Читать книгу Ковыль (сборник) - Иван Комлев - Страница 11

Ковыль
Глава 10

Оглавление

Март выдался таким же строптивым, как и февраль. В первых числах пригрело, на солнечной стороне дома, на завалинке, снег потемнел и прохудился, с крыш свесились сосульки, возле крылечка после полудня образовывалась лужица, которая к вечеру застывала и хрустела под ногой. В последующие дни ветер понатащил с севера туч, стал вытряхивать из них густые хлопья снега; снег укутал все дома и всю землю заново. Временами снегопад прекращался ненадолго, выглядывало солнце; а потом снова ветер хлестал по просторам и вновь затевал снеговую канитель. За несколько дней до апреля зима выдохлась окончательно, отдельные облака высоко в небе уплывали на восток, воздух резко потеплел, сугробы обмякли и стали оседать, того и гляди, побегут ручьями.

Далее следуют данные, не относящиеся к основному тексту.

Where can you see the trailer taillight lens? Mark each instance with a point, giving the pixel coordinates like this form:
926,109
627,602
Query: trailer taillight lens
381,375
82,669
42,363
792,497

Серёжка в предпоследний мартовский день закрутил наконец последнюю гайку, залил в бак три литра керосина, с трепетным сердцем попытался завести трактор. Бился он с полчаса, пока не понял, что надеждам его не суждено сбыться. Двигатель даже не чихнул по-настоящему ни разу. Серёжка вышел из сарая на волю, обессиленно опустился на чёрный от мазута чурбак, привалился спиной к саманной стенке и замер.

Незадолго до того, как он осознал своё поражение, свидетели его позора разошлись, но всё равно на душе было тяжко.

На него надеялись… Антипыч ушёл к лошадям, управить их на ночь; Манефу-кладовщицу лихоманка приносила зачем-то на мехдвор – тоже ушла, молча, но уж в деревне поговорит; новый председатель, Семен Тимофеевич Гриньков, оставляя круглые следы на мокром снегу, удалился на своих обрубках, тоже не обронив слова. Только Гошка Буркин, здоровый глуповатый парень, всегда сонный и свирепо голодный Серёжкин помощник, остался возле трактора, там дотлевал костерок, и Гошка млел над ним, чтобы тепло не пропадало зря.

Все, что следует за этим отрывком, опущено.